CSCI340 - Operating Systems


Link to resource on GitHub

CSCI340-DNS-Name-Resolution-Engine

CSCI340 - Operating Systems

Adapted from University of Colorado at Boulder CSCI3753 Assignment

Introduction

In this assignment you will develop a multi-threaded application that resolves domain names to IP addresses, similar to the operation preformed each time you access a new website in your web browser. The application is composed of two sub-systems, each with one thread pool: requesters and resolvers. The sub-systems communicate with each other using a bounded queue.

This type of system architecture is referred to as a Producer-Consumer architecture. It is also used in search engine systems, like Google. In these systems, a set of crawler threads place URLs onto a queue. This queue is then serviced by a set of indexer threads which connect to the websites, parse the content, and then add an entry to a search index. Refer to Figure 1 for a visual description.

Figure 1 Figure 1: System Architecture

Description

Name Files

Your application will take as input a set of name files. Names files contain one hostname per line. Each name file should be serviced by a single requester thread from the requester thread pool.

Requester Threads

The requester thread pool services a set of name files, each of which contains a list of domain names. Each name that is read from each of the files is placed on a FIFO queue. If a thread tries to write to the queue but finds that it is full, it should sleep for a random period of time between 0 and 100 microseconds.

Resolver Threads

The second thread pool is comprised of a set of THREAD_MAX resolver threads. The resolver thread pool services the FIFO queue by taking a name of the queue and querying its IP address. After the name has been mapped to an IP address, the output is written to a line in the results.txt file in the following format: www.google.com,74.125.224.81

Synchronization and Deadlock

Your application should synchronize access to shared resources and avoid deadlock. You should use mutexes and/or semaphores to meet this requirement. There are at least two shared resources that must be protected: the queue and the output file. Neither of these resources is thread-safe by default.

Ending the Program

Your program must end after all the names in each file have been serviced by the application. This means that all the hostnames in all the input files have received a corresponding line in the output file.

What's Included

Some files are included with this assignment for your benefit. You are not required to use these files, but they may prove helpful.
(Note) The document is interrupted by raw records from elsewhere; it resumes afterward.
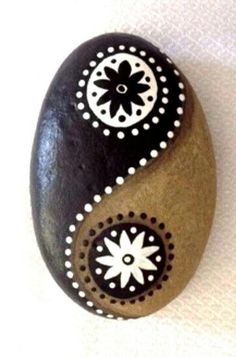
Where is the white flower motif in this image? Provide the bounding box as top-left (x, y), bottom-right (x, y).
top-left (96, 230), bottom-right (159, 288)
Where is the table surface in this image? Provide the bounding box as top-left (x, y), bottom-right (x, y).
top-left (0, 0), bottom-right (235, 356)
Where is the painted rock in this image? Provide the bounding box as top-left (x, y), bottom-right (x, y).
top-left (31, 33), bottom-right (216, 320)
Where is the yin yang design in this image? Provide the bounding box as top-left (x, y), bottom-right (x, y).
top-left (32, 33), bottom-right (195, 321)
top-left (64, 38), bottom-right (186, 319)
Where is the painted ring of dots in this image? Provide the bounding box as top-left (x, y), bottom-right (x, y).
top-left (65, 212), bottom-right (174, 318)
top-left (75, 45), bottom-right (185, 141)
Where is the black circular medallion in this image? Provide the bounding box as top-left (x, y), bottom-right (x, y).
top-left (88, 223), bottom-right (166, 299)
  1. queue.h and queue.c These two files implement the FIFO queue data structure. The queue accepts pointers to arbitrary types. You should probably use the queue to store pointers to C-strings of hostnames. The requester threads should push these hostnames into the queue, and the resolver threads should obtain hostnames from the same queue.
    • Please consult the queue.h header file for more detailed descriptions of each available function.
  2. queueTest.c This program runs a series of tests to confirm that the queue is working correctly. You may use it as an example of how to use the queue, or to test the functionality of the queue code that you are provided.
  3. util.c and util.h These two files contain the DNS lookup utility function. This function abstracts away a lot of the complexity involved with performing a DNS lookup. The function accepts a hostname as input and generates a corresponding dot-formatted IPv4 IP address string as output.
    • Please consult the util.h header file for more detailed descriptions of each available function.
  4. input/names*.txt This is a set of sample name files. They follow the same format as mentioned earlier. Use them to test your program.
  5. results-ref.txt This result file is a sample output of the IPs for the hostnames from all the names*.txt files used as input.
  6. lookup.c This program represents an un-threaded solution to this assignment. Feel free to use it as a starting point for your program, or as a reference for using the utility functions and performing file i/o in C.
  7. pthread-hello.c A simple threaded "Hello World" program to demonstrate basic use of the pthread library.
  8. Makefile A GNU Make makefile to build all the code.

Additional Specifications

Many of the specifications for your program are embedded in the descriptions above. This section details additional specifications to which you must adhere.

Program Arguments

Your executable program should be named "multi-lookup". When called, it should interpret the last argument as the file path for the file to which results will be written. All proceeding arguments should be interpreted as input files containing hostnames in the aforementioned format.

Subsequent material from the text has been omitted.